BogorOne.co.id | Kuningan – Kementerian Pendidikan Dasar dan Menengah (Kemendikdasmen) menegaskan komitmennya dalam mengutamakan penggunaan Bahasa Indonesia serta melestarikan bahasa daerah sebagai bagian dari upaya menjaga jati diri dan kebudayaan nasional.
Hal tersebut disampaikan Wakil Menteri Pendidikan Dasar dan Menengah (Wamendikdasmen) Fajar Riza Ul Haq saat melakukan kunjungan kerja ke Kabupaten Kuningan, Jawa Barat, Minggu (22/6/2025). Ia hadir bersama Kepala Badan Pengembangan dan Pembinaan Bahasa (Badan Bahasa) Hafidz Muksin dan Kepala Balai Bahasa Jawa Barat Herawati.

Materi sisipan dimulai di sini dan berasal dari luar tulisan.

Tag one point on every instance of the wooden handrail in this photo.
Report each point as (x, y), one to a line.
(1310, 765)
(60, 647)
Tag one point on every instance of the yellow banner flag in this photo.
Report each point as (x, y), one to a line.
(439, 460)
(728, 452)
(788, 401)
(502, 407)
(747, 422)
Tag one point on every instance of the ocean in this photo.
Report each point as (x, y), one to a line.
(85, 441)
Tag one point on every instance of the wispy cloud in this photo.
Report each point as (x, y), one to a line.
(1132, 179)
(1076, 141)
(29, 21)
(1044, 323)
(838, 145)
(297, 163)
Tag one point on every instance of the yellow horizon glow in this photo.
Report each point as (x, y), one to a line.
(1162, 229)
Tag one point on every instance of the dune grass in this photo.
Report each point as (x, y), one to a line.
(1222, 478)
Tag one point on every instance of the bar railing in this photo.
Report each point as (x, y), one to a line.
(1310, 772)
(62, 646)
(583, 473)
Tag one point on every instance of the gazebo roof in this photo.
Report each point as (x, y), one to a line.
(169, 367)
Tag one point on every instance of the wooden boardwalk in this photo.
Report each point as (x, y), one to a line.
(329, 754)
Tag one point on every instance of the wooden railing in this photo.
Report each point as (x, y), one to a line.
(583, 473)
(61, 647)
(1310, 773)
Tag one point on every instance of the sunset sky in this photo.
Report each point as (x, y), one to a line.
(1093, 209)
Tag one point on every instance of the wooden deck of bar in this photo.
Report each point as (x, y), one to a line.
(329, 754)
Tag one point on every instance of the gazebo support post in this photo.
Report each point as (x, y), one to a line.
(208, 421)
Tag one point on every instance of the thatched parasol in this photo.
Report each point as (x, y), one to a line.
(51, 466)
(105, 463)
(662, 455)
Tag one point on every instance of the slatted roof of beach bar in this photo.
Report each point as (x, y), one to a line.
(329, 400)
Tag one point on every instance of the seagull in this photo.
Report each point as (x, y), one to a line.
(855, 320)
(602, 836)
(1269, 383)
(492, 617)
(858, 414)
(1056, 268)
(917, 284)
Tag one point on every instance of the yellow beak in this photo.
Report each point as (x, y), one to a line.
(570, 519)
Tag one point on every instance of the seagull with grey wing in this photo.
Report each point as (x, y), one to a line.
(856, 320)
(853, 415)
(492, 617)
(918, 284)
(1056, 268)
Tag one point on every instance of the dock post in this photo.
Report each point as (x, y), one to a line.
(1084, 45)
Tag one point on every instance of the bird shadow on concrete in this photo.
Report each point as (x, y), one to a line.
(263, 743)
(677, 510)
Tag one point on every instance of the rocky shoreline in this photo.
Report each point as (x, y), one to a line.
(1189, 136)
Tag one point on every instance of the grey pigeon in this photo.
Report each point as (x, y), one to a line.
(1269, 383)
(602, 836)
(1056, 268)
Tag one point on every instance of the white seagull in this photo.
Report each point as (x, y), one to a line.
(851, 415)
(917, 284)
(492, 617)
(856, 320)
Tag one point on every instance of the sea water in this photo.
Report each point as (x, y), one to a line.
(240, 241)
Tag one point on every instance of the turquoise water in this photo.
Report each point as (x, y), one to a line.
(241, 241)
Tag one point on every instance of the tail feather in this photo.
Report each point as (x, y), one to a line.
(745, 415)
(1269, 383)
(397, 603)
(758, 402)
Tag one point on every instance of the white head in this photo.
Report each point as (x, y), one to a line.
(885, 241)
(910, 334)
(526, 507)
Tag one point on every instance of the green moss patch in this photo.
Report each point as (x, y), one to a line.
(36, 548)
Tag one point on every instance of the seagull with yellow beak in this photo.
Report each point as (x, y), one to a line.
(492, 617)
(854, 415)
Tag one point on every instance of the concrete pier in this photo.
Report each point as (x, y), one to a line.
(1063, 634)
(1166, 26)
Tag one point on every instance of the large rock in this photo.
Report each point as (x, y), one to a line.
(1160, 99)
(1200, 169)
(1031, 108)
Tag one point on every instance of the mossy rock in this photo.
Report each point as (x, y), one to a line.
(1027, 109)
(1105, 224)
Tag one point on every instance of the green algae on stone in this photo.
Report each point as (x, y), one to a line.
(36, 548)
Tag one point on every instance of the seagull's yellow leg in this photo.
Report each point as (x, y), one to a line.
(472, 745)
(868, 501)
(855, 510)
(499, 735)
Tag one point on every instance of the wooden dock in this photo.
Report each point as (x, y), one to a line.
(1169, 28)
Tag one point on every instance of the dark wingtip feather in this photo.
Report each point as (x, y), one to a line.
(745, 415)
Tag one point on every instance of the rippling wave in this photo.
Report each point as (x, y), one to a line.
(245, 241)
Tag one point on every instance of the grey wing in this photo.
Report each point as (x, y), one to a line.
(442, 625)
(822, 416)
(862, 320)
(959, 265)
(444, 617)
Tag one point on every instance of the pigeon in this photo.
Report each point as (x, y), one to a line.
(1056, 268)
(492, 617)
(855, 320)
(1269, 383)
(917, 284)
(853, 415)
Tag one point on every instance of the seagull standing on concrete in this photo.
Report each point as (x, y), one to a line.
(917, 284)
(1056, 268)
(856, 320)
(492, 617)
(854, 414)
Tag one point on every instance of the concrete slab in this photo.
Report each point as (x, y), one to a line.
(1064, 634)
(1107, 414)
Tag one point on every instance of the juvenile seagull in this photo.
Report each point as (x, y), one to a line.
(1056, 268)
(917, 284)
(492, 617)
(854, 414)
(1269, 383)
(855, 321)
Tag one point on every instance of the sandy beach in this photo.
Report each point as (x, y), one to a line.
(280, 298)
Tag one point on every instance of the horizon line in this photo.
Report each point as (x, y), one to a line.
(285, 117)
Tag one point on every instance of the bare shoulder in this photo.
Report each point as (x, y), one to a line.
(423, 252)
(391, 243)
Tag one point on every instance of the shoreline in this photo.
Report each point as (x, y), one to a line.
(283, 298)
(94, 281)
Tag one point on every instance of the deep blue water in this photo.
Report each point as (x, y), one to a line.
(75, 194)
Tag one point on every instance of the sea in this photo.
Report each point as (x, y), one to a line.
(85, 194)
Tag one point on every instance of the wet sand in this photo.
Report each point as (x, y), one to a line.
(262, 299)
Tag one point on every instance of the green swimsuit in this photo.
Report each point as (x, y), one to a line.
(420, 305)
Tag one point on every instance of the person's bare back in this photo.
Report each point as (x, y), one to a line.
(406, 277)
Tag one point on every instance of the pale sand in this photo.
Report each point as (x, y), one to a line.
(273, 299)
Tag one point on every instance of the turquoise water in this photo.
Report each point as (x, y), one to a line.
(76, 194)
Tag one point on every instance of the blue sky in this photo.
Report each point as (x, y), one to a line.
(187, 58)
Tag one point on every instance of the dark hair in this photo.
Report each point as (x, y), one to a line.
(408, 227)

Dalam kunjungan tersebut, Kemendikdasmen menjalin kolaborasi dengan Pemerintah Kabupaten (Pemkab) Kuningan untuk memperkuat peran bahasa di ruang publik dan lembaga pendidikan.
Salah satu langkah konkret adalah diterbitkannya Peraturan Menteri Pendidikan Dasar dan Menengah (Permendikdasmen) Nomor 2 Tahun 2025 yang menjadi pedoman pengawasan penggunaan Bahasa Indonesia. Regulasi ini mengarahkan pemerintah daerah agar melakukan pembinaan bahasa secara sistematis dan berkelanjutan.
“Bahasa Indonesia bukan sekadar alat komunikasi, tetapi juga pemersatu bangsa dan cerminan karakter nasional,” ujar Fajar Riza Ul Haq.
Ia menambahkan, pelestarian bahasa daerah sama pentingnya dengan penguatan Bahasa Indonesia karena keduanya merupakan bagian dari identitas bangsa.
Bupati Kuningan Dian Rachmat Yanuar menyatakan kesiapannya mengimplementasikan penggunaan Bahasa Indonesia yang baik dan benar di ruang publik, dokumen resmi, serta lingkungan pendidikan.
Dukungan juga datang dari kalangan perguruan tinggi. Universitas Muhammadiyah Kuningan membuka Program Studi Bahasa Sunda sebagai bentuk pelestarian bahasa lokal. “Kami ingin menghasilkan lulusan yang menguasai bahasa Sunda secara akademis dan mampu menghidupkan budaya lokal lewat karya,” kata Rektor Wawang Anwarudin.
Badan Bahasa juga menyiapkan sejumlah program konkret seperti pelatihan guru bahasa Indonesia dan daerah, uji kemahiran berbahasa Indonesia (UKBI), muatan lokal bahasa daerah di sekolah, serta ruang ekspresi kreatif berbasis bahasa dan budaya.
Kemitraan dengan perguruan tinggi turut diperluas guna mendukung riset kebahasaan dan melahirkan sumber daya manusia unggul, cerdas, dan berkarakter. “Kolaborasi dengan daerah dan kampus adalah bagian dari gerakan nasional untuk menjadikan Bahasa Indonesia kuat dan bahasa daerah lestari,” jelas Hafidz Muksin.
Kemendikdasmen berharap, melalui sinergi antarlembaga, pemerintah pusat dan daerah, serta sektor pendidikan, bahasa sebagai identitas nasional tetap tumbuh dan mengakar kuat di tengah arus globalisasi dan digitalisasi.
“Menjaga Bahasa Indonesia dan bahasa daerah adalah menjaga masa depan kebudayaan bangsa,” pungkas Wamen Fajar.